I love how we are given opportunity to learn the same lessons repeatedly. The environment is different; the circumstances change; but the learning is the same.
If I’m honest, there was a time in my life when I found that to be more a frustration than opportunity. And then just like that, one of those silent, not so subtle, likely divine two-by-fours knocked me over the head, presenting indeed a place to grow.
A key learning occurred with the birth of our third son, one referred to oft here as young master Joshua. Josh is wildly gifted, a fantastic encourager, and really good with diverse people groups, especially with varied ethnicity. Josh also has Down syndrome.
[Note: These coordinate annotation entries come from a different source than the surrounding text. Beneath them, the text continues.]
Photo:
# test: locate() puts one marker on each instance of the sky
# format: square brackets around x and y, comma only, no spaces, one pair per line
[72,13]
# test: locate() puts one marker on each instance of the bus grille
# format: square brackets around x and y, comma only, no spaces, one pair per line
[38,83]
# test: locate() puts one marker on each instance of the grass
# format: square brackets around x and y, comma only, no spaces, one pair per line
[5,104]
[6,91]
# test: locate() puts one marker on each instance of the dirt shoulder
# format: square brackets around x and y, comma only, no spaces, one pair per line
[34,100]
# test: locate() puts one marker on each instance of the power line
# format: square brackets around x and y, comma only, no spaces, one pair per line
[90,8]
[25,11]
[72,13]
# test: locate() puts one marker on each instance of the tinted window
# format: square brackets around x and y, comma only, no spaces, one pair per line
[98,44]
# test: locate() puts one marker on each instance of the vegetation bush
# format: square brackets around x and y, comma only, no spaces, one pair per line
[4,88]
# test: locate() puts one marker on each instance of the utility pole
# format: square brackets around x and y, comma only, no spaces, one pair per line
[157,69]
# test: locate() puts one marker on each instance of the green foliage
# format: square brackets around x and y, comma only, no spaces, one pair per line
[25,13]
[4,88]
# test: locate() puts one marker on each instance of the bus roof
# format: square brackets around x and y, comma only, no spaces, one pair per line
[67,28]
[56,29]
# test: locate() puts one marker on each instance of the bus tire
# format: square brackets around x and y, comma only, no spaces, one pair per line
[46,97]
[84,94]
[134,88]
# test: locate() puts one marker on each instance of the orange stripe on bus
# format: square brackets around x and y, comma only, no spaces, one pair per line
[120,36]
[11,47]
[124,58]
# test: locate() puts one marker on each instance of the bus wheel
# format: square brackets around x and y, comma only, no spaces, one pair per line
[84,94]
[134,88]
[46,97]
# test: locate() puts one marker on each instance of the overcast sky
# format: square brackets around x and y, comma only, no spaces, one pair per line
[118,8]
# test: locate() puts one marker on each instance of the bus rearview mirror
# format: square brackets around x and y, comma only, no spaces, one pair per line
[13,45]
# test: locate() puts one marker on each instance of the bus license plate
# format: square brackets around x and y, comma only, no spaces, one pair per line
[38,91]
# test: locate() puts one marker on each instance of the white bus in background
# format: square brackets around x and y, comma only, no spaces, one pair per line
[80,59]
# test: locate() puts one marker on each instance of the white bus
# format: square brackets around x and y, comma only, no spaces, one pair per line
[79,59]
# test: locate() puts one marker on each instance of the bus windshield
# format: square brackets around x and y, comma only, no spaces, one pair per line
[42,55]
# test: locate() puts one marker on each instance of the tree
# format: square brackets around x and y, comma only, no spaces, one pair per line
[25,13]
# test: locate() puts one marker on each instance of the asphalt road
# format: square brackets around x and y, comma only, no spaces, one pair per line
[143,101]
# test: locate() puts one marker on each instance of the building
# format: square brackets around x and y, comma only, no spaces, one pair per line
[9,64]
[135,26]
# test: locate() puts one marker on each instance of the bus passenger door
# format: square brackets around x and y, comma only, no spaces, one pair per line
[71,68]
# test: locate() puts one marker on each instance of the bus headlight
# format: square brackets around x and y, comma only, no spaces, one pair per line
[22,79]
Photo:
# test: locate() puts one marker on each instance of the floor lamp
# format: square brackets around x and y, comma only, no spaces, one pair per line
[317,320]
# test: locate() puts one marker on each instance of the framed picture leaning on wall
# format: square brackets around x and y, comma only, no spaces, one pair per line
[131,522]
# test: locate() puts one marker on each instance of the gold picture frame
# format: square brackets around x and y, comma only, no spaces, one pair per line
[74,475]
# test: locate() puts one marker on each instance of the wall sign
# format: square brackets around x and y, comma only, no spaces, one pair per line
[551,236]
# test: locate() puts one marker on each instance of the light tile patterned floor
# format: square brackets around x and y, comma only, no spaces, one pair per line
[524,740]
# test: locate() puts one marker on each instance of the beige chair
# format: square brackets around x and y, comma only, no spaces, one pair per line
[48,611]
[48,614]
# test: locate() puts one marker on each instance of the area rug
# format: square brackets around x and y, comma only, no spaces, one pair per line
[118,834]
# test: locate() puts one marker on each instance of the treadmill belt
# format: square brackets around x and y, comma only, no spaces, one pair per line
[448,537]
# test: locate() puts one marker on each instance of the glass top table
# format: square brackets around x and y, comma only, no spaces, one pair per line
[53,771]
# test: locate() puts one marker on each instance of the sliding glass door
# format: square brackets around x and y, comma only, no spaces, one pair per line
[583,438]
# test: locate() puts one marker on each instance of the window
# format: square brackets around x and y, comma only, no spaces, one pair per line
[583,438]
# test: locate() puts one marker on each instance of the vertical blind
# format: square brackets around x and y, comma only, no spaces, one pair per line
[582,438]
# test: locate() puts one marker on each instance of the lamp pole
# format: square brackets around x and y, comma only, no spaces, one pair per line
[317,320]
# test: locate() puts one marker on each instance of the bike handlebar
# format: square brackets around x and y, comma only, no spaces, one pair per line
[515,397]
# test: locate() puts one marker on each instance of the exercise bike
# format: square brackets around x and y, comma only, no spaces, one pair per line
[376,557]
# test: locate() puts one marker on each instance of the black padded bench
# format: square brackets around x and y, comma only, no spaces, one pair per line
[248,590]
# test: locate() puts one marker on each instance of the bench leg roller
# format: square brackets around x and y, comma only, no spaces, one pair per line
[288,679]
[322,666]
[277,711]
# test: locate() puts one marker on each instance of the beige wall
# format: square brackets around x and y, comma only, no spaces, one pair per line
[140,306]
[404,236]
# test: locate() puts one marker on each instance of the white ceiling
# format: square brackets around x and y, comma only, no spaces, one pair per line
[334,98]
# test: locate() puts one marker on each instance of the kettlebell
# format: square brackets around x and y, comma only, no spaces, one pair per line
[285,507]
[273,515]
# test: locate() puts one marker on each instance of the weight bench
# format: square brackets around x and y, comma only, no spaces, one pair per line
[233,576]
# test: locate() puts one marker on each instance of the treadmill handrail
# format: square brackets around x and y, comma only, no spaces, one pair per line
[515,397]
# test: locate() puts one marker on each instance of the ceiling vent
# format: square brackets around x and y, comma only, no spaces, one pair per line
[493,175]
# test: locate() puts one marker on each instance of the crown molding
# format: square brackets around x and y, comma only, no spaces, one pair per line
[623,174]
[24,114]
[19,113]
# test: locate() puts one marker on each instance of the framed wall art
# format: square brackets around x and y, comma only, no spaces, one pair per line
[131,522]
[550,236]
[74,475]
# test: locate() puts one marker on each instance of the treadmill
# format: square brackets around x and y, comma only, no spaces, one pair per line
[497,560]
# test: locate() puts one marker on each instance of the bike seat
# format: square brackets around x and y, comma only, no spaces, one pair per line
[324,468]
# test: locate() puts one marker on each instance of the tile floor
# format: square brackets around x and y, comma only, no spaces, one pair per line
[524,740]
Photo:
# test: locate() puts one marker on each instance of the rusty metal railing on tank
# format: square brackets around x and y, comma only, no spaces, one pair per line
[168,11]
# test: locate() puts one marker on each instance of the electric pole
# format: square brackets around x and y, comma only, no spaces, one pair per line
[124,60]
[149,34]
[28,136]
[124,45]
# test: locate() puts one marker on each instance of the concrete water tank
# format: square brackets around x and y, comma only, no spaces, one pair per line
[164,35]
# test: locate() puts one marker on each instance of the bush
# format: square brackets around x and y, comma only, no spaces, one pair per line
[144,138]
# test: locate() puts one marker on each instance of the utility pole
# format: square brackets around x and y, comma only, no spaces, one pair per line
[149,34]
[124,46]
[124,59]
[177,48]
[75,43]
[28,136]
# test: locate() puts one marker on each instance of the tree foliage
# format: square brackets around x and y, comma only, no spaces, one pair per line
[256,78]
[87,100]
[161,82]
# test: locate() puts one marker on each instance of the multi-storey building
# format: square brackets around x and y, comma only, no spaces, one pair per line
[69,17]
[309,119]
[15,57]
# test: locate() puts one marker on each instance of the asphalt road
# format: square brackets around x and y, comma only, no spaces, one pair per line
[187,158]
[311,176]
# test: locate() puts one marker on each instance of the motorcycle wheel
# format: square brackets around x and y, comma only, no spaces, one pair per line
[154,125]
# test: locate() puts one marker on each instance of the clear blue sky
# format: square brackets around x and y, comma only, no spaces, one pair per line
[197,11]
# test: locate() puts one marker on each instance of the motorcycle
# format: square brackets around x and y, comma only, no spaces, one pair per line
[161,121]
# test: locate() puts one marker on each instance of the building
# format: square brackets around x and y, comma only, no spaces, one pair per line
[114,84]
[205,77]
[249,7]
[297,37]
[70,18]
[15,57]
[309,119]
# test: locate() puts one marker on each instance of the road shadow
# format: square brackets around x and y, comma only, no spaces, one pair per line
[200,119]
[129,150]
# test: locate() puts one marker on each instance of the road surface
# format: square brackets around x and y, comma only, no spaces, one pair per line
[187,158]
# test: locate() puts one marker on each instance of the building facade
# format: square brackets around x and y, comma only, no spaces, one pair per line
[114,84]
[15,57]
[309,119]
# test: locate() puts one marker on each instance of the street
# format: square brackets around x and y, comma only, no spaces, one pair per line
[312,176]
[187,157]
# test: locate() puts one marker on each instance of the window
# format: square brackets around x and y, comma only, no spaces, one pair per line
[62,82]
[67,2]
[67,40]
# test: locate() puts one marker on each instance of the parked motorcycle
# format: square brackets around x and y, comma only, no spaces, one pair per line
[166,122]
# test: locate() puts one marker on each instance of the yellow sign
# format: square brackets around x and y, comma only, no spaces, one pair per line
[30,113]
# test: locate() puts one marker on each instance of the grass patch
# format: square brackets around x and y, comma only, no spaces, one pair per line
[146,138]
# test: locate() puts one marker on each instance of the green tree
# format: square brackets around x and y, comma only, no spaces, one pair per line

My key learning was found in the heart of a brief letter from a friend, dropped at our door, when Josh was still in utero but his special, special need had been confirmed. Our wise friend penned, “Josh, I look forward not to what I will teach you, but to what you will teach me.”
For years I’ve pondered those words.
Last week I had opportunity to travel to the beautiful isle of Grenada. Dubbed the “Island of Spice” — known for its nutmeg, ginger, turmeric and more — this hilly terrain sits in the West Indies in the Caribbean Sea at the southern end of the Grenadine island chain. It’s not far from Venezuela, hosts some 115,000 people, and is frequented by tourists primarily traveling via cruise ship. Noteworthy, too, is their national motto: “Ever Conscious of God We Aspire, Build and Advance as One People.” I love and admire their proclaimed national awareness.
My intention on this long planned trip was to meet with a specific group of people on the island — mostly women, but some men, too — authentically interacting, encouraging, and helping them grow in their life and faith.
But clearly, being on the receiving end of their extravagant welcome, overflow of gratitude, and abundant generosity, I would argue that it was they who encouraged and taught me.
My time with the men and women and even children was wonderful; it was humbling and joyful with so much to take in. It is thus now making me take stock of perspectives and convictions I cling to fiercely, wondering where that fierceness has evolved into more of a detriment… I’ve heard this before… learned this before… a place where I went to give, so much was instead given…
I wonder… where else we could learn this… instead of walking into spaces and places and audiences with this inflated idea that we are the ones so richly imparted with great wisdom or so much to teach or so much to give, what would it change in us if we turned that around?
What if we walked into a room or relationship with the conviction that the person or persons standing before me had something to teach me?
What would that change?
What good would that do?
What better conversations could be had?
Perhaps it’s not a question of who will give or teach the most. Neither is it one in regard to who has most to learn. Rather it’s a recognition of the truth that we each have something to learn from the person on the receiving end of us…
No matter the room.
No matter the relationship.
No matter even the island, age, political persuasion, too.
Who are you unwilling to learn from?
Let me respectfully but bluntly rephrase…
Where has your fierceness in perspective or conviction blinded you, impairing you so much that you can no longer see what another can teach you?
We are no different, friends. Each of us have much to learn from one another. Thus, let me add… God bless you, young master Joshua… you, too, my new sweet friends in Grenada.